GPU Memory: ensure bpf program is attached to the tracepoint

Previously GpuMem is gated upon bpfloader loaded. Recently, bpfloader
gets initialized much earlier which in return makes GpuMem initialize
earlier. However, at that time, the kernel gfx driver may still not get
loaded yet.
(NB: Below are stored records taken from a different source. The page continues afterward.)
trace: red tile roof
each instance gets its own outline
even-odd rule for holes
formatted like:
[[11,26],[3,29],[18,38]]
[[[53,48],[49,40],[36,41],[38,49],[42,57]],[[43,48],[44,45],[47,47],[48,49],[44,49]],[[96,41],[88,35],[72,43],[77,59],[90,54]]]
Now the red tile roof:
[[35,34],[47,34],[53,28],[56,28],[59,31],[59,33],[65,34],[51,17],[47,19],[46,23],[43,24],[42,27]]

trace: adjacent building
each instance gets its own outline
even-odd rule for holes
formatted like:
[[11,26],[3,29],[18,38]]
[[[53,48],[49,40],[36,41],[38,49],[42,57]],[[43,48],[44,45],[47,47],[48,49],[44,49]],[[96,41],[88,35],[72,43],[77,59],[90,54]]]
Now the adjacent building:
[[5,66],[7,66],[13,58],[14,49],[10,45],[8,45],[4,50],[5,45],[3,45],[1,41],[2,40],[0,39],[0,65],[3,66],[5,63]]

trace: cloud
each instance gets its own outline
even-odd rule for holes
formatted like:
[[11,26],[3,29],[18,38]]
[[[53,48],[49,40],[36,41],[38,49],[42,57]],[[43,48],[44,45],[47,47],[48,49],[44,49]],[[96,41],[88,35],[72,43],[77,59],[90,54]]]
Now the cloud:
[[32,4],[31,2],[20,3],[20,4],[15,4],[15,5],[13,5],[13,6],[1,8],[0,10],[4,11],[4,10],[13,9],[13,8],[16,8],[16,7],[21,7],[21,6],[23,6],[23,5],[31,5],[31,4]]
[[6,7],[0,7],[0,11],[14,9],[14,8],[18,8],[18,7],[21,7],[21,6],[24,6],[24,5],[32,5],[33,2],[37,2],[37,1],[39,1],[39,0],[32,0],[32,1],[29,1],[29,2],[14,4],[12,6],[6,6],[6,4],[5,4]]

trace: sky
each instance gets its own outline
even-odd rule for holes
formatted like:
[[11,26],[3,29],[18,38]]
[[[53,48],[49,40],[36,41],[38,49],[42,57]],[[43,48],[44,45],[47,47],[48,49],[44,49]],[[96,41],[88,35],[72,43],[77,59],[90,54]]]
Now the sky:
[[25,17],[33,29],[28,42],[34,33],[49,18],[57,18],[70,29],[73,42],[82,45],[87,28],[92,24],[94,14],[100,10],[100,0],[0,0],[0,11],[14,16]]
This change fixes the racing here.

Bug: 159963505
Test: adb shell dumpsys gpu --gpumem
Test: atest gpuservice_unittest:GpuMemTest
Change-Id: If434c205ff3175354d85924075fc1de1e91151f9
Merged-In: If434c205ff3175354d85924075fc1de1e91151f9
diff --git a/services/gpuservice/GpuService.cpp b/services/gpuservice/GpuService.cpp
index 0ca8e5d..84ae608 100644
--- a/services/gpuservice/GpuService.cpp
+++ b/services/gpuservice/GpuService.cpp
@@ -31,6 +31,8 @@
 #include <utils/Trace.h>
 #include <vkjson.h>
 
+#include <thread>
+
 namespace android {
 
 using base::StringAppendF;
@@ -47,7 +49,8 @@
 
 GpuService::GpuService()
       : mGpuMem(std::make_unique<GpuMem>()), mGpuStats(std::make_unique<GpuStats>()) {
-    mGpuMem->initialize();
+    std::thread asyncInitThread([this]() { mGpuMem->initialize(); });
+    asyncInitThread.detach();
 };
 
 void GpuService::setGpuStats(const std::string& driverPackageName,
diff --git a/services/gpuservice/gpumem/GpuMem.cpp b/services/gpuservice/gpumem/GpuMem.cpp
index 1d4b524..9b4053b 100644
--- a/services/gpuservice/gpumem/GpuMem.cpp
+++ b/services/gpuservice/gpumem/GpuMem.cpp
@@ -24,6 +24,7 @@
 #include <libbpf.h>
 #include <libbpf_android.h>
 #include <log/log.h>
+#include <unistd.h>
 #include <utils/Trace.h>
 
 #include <unordered_map>
@@ -47,11 +48,17 @@
         return;
     }
 
+    // TODO(http://b/159963505): Figure out a nicer way to wait until GPU driver loaded.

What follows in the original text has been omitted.